Depuis sa création, la CEDEAO a connu des avancées notables, dont la plus emblématique reste la libre circulation des personnes et des biens. Grâce à un document de voyage commun, les citoyens de douze pays peuvent désormais franchir les frontières de la sous-région sans visa. Des Béninois, Ghanéens ou Sénégalais peuvent s’installer librement à Lagos ou Abidjan, symbole d’une intégration qui, sur le plan humain, a transformé les dynamiques régionales. Cette mesure a mis fin aux expulsions massives qui avaient marqué les années 1970 et renforcé la cohésion entre les peuples ouest-africains.

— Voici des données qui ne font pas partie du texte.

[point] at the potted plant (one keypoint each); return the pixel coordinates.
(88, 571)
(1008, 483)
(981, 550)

Une célébration sur fond de tensions

Mais cette célébration a un goût amer. Elle survient à une période de turbulences sécuritaires, diplomatiques et économiques. Le retrait fracassant du Mali, du Burkina Faso et du Niger, tous trois gouvernés par des régimes militaires, a ébranlé le socle de l’unité régionale. Ces départs traduisent un malaise profond et une perte de confiance envers l’organisation, qui peine à s’imposer comme un arbitre crédible dans les crises politiques récurrentes.

Réunis à Lagos pour marquer l’anniversaire, les chefs d’État ont tenté de réaffirmer leur engagement envers les principes fondateurs de la CEDEAO. Le président nigérian Bola Tinubu, à la tête de l’organisation, et le général Yakubu Gowon, l’un de ses pères fondateurs, ont appelé les dirigeants ouest-africains à défendre et à transmettre la vision fondatrice de la CEDEAO. Ils ont souligné la nécessité de transcender les frontières de l’ère coloniale et de renforcer le sentiment d’unité régionale.

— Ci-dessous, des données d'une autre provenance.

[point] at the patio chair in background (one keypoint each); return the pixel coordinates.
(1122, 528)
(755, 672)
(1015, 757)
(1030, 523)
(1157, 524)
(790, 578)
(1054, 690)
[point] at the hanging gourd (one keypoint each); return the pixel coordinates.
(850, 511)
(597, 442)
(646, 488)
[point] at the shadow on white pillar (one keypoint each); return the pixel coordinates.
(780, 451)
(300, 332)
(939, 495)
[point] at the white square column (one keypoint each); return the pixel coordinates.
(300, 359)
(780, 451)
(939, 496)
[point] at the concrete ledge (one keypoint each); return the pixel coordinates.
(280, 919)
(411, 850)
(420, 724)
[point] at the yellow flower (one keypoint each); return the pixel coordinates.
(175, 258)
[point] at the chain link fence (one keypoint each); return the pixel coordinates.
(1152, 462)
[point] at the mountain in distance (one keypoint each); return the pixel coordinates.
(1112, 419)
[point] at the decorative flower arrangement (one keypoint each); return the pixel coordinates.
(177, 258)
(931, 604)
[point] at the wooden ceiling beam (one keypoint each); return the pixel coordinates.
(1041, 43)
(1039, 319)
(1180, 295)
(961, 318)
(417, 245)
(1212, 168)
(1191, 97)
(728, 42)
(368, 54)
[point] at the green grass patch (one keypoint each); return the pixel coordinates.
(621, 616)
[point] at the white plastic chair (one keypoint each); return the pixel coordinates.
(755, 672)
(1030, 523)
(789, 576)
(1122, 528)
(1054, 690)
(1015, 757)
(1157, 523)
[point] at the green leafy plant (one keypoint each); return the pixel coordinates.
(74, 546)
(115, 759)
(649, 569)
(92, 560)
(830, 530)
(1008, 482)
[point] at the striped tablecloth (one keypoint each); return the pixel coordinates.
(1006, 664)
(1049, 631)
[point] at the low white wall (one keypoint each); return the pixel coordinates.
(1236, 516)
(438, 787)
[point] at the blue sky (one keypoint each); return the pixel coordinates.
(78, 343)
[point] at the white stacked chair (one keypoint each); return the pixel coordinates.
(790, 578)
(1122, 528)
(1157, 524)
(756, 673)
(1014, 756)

Lire aussi : La CEDEAO met un terme aux contrats des fonctionnaires issus de l’AES

Depuis plusieurs années, la CEDEAO fait face à une montée inquiétante des violences terroristes, notamment dans le Sahel et autour du lac Tchad. Le Bénin et le Nigeria ont été visés par une série d’attaques, illustrant la fragilité croissante de la sécurité régionale. Le Sahel, classé en 2024 comme l’épicentre mondial du terrorisme, concentre à lui seul plus de la moitié des décès liés à des attentats dans le monde, selon l’Indice du terrorisme mondial.

Ces tensions internes pèsent sur les relations économiques. Après le coup d’État au Niger en 2023, les sanctions décidées par la CEDEAO ont gravement affecté les échanges avec le Nigeria. Les taxes à l’importation ont été multipliées par cinq, poussant les commerçants vers la contrebande pour survivre. Ce climat d’insécurité et de méfiance mine les acquis économiques patiemment construits au fil des décennies.

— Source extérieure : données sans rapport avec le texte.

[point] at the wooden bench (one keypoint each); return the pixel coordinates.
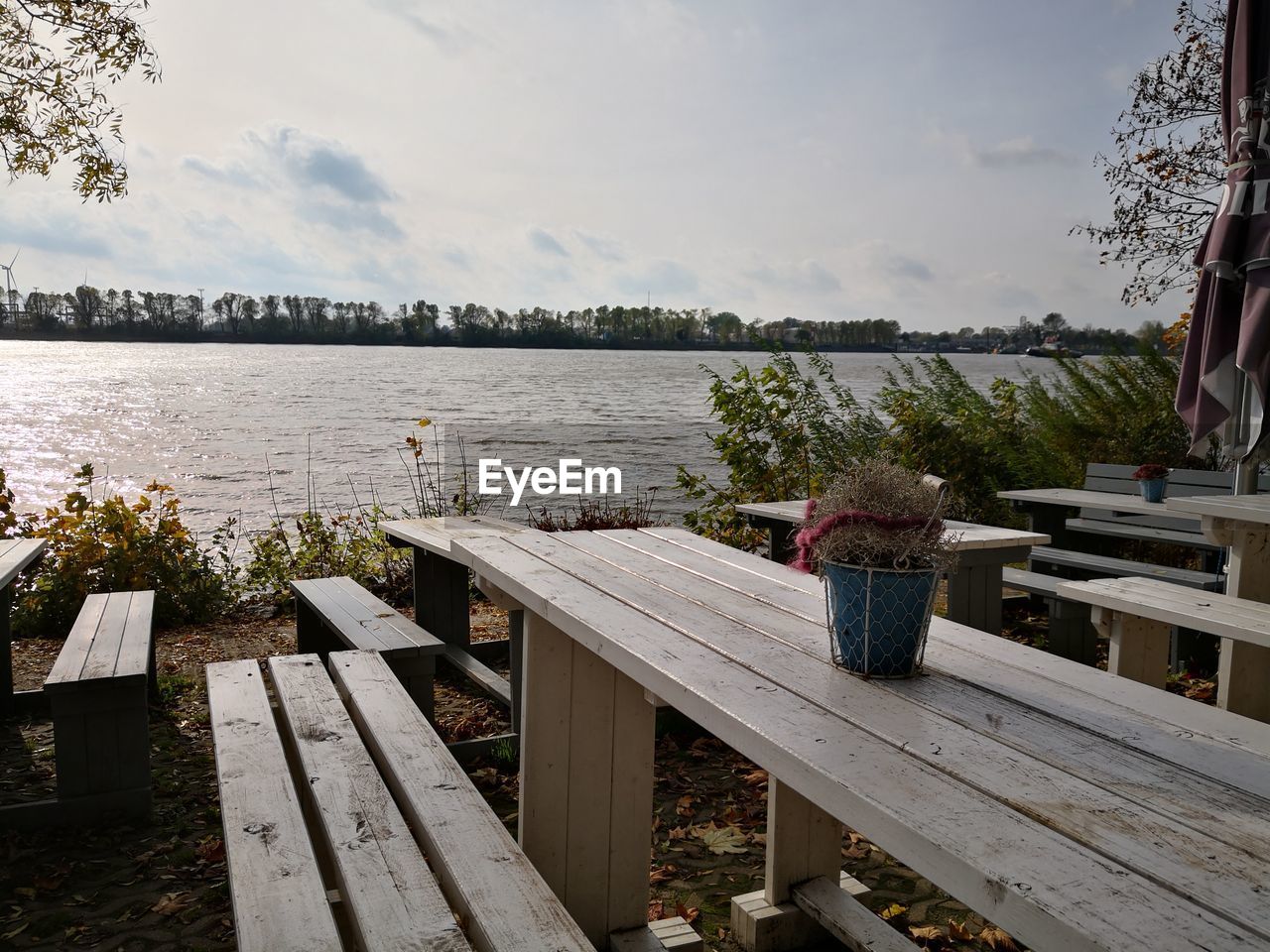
(96, 689)
(1137, 616)
(334, 861)
(336, 613)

Entre perte de légitimité et manque de leadership

Autrefois pilier de la CEDEAO, le Nigeria peine aujourd’hui à jouer son rôle moteur. Confronté à de multiples crises internes — insécurité persistante, inflation, mauvaise gouvernance — le géant ouest-africain paraît affaibli. Un rapport du cabinet SBM Intelligence parle même d’un Nigeria « vacillant », dont la fragilité entrave la dynamique collective de la CEDEAO. Ce recul du leadership régional aggrave les divisions et freine les projets communs.

Lire aussi : La création de la Confédération de l’AES au cœur du sommet de la Cedeao

Pour de nombreux observateurs, la CEDEAO traverse une profonde crise de légitimité. Le départ de plusieurs États membres ne fait qu’accentuer une perte de cohérence déjà perceptible. L’échec du projet de monnaie unique, l’ECO, symbolise cette désunion croissante. Pour les experts, la CEDEAO est en train de perdre le « cap ». Les sanctions imposées sans dialogue, l’absence d’approche nuancée face aux transitions politiques et le manque de résultats concrets ont éloigné l’organisation de ses citoyens.

Certaines ONG, présentes lors des célébrations à Lagos, ont appelé à un recentrage sur les principes démocratiques, le respect des constitutions et la bonne gouvernance. Pour elles, seule une CEDEAO crédible et exemplaire peut espérer regagner la confiance des populations.

Cinquante ans après sa naissance, la CEDEAO fait donc face à une équation complexe. L’organisation est aujourd’hui à la croisée des chemins : il lui faut repenser ses mécanismes, renouer avec ses valeurs fondatrices et surtout, bâtir un nouveau consensus entre États membres. Au cas contraire, elle risque de ne plus compter.